A magnitude 6.8 earthquake struck China's Sichuan province on Monday, the strongest to hit the region since 2017, killing at least 21 people and shaking the provincial capital of Chengdu and more distant provinces.
Some roads and homes near the epicenter were damaged by landslides, while communications were down in at least one area, state television reported.
No damage to dams and hydropower stations within 50 km (31 miles) of the epicenter was reported, although damage to the provincial grid had affected power to about 40,000 end-users.
The epicenter was at the town of Luding, the China Earthquake Networks Centre said, in the mountains about 226 km southwest of Chengdu.
Earthquakes are common in the southwestern province of Sichuan, especially in its mountains in the west, a tectonically active area along the eastern boundary of the Qinghai-Tibetan plateau.
Laura Luo, who lives in Chengdu, a city of about 21 million people, was on her way to her apartment block when she saw people rushing out of their high-rise homes in panic after getting earthquake warnings on their phones.
"There were many people who were so terrified they started crying," the international PR consultant told Reuters.
"All the dogs started barking.
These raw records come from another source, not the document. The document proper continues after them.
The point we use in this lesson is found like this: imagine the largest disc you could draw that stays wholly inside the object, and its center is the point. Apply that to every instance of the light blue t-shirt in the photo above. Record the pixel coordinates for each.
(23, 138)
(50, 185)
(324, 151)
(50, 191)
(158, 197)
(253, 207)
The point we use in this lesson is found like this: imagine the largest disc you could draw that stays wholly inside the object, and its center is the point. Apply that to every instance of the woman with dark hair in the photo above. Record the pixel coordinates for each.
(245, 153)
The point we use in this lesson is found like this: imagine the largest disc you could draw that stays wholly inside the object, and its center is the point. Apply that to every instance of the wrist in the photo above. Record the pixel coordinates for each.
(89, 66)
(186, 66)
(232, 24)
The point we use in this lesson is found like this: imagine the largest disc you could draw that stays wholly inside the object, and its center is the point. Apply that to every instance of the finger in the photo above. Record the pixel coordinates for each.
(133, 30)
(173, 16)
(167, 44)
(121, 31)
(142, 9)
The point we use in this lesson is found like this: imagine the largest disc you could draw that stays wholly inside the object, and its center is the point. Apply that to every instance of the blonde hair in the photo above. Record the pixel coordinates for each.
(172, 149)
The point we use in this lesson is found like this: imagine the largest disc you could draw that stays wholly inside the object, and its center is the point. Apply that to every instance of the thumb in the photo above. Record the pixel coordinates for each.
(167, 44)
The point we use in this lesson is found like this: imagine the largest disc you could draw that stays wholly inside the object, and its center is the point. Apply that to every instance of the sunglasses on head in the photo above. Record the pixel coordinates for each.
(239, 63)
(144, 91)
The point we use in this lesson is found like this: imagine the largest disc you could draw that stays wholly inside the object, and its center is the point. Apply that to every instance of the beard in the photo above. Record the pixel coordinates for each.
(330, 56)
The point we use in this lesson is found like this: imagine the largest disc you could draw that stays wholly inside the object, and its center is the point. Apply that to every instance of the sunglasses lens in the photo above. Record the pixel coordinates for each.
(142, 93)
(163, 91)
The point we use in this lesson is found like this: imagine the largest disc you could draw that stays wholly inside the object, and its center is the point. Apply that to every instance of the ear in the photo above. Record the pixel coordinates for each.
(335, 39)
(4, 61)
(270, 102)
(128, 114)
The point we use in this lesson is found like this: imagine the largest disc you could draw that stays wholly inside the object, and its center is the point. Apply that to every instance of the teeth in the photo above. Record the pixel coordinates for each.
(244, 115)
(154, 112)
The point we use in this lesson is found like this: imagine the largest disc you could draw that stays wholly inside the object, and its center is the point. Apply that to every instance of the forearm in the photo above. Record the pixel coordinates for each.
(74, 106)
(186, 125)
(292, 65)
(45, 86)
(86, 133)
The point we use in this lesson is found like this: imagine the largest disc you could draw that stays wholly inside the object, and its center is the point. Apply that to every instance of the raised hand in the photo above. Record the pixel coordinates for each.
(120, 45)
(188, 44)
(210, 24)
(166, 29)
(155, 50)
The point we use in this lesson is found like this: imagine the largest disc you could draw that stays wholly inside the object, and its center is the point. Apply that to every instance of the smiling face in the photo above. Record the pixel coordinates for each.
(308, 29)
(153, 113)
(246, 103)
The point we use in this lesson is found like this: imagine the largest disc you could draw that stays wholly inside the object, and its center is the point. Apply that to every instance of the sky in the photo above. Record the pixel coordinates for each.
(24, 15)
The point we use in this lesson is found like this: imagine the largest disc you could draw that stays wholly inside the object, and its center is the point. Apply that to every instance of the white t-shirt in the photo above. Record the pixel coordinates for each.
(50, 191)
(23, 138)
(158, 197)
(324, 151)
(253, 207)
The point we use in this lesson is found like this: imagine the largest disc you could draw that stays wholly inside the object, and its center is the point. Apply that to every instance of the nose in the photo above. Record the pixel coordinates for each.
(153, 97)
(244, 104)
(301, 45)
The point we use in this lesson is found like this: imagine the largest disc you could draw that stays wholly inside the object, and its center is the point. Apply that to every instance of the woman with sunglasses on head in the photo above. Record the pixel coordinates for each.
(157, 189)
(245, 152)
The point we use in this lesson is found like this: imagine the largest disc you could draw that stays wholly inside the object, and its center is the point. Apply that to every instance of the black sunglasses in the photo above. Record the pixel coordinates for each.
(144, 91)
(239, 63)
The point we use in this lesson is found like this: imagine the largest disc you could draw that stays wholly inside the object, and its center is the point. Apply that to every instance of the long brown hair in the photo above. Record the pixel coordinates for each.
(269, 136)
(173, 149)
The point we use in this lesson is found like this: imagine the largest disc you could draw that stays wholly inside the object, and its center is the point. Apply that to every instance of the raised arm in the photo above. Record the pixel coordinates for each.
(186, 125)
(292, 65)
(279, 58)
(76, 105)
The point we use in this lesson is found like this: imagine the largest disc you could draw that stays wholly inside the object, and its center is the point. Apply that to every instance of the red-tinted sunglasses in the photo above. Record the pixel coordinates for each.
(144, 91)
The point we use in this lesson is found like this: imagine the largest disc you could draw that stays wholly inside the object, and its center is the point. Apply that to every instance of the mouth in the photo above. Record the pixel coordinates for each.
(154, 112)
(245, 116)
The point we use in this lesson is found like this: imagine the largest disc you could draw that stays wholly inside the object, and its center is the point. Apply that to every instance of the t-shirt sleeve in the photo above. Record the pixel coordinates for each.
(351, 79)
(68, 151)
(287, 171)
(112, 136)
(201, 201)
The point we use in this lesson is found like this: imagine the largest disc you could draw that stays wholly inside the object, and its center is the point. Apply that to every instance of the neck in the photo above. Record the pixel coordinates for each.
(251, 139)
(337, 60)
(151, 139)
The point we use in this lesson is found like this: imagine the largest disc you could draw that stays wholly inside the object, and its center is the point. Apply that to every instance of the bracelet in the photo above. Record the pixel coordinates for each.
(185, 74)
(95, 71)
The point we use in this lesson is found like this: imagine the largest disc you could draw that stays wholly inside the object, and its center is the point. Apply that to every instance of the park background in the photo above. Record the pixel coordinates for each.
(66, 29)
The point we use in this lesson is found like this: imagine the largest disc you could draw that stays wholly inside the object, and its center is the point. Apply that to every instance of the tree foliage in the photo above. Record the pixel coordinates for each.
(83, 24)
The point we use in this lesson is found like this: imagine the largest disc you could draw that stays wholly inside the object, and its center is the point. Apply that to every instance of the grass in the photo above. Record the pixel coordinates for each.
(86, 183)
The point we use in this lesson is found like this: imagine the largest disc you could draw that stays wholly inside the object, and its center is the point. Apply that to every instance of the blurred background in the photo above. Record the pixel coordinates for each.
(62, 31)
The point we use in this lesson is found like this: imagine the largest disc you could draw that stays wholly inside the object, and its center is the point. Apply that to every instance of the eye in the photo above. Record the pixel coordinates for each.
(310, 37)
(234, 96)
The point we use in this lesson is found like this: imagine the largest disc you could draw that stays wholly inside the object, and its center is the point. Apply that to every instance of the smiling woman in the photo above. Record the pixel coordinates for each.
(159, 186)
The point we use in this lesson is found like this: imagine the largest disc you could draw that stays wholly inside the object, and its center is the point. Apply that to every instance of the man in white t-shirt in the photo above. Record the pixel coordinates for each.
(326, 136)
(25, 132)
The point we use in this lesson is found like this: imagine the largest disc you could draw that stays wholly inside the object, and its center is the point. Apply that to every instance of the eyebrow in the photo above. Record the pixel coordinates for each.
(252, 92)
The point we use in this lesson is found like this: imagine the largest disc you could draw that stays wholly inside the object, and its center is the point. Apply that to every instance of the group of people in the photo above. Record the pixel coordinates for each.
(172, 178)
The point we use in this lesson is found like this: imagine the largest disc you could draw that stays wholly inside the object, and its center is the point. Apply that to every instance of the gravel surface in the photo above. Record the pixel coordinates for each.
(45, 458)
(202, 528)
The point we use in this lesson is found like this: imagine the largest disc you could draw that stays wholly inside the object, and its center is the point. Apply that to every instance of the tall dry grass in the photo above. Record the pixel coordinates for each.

It was really quite scary," she said, referring to when the quake began.
In Luding, the quake was so strong it was hard for some people to remain standing, while cracks appeared on some houses, the China News Service reported.
Video clips on social media showed lights swinging while people rushed out of buildings into the streets.
Four of the seven people killed were in Luding.
A total of 39,000 people live within 20 km of the epicenter and 1.55 million within 100 km, according to state television.
The quake was Sichuan's biggest since August 2017, when one of magnitude 7.0 hit the Aba prefecture.
The most powerful Sichuan earthquake on record was in May 2008, when a magnitude 8.0 quake centered in Wenchuan killed almost 70,000 people and caused extensive damage.
Monday's quake was also felt in the provinces of Yunnan, Shaanxi and Guizhou hundreds of kilometers away, according to state media.
Chengdu resident Samantha Yang, 23, was in bed about to take a nap when the quake struck.
"The building kept shaking, each time more severely than before," Yang said. "Truly, this was the scariest one since the 2008 Wenchuan earthquake."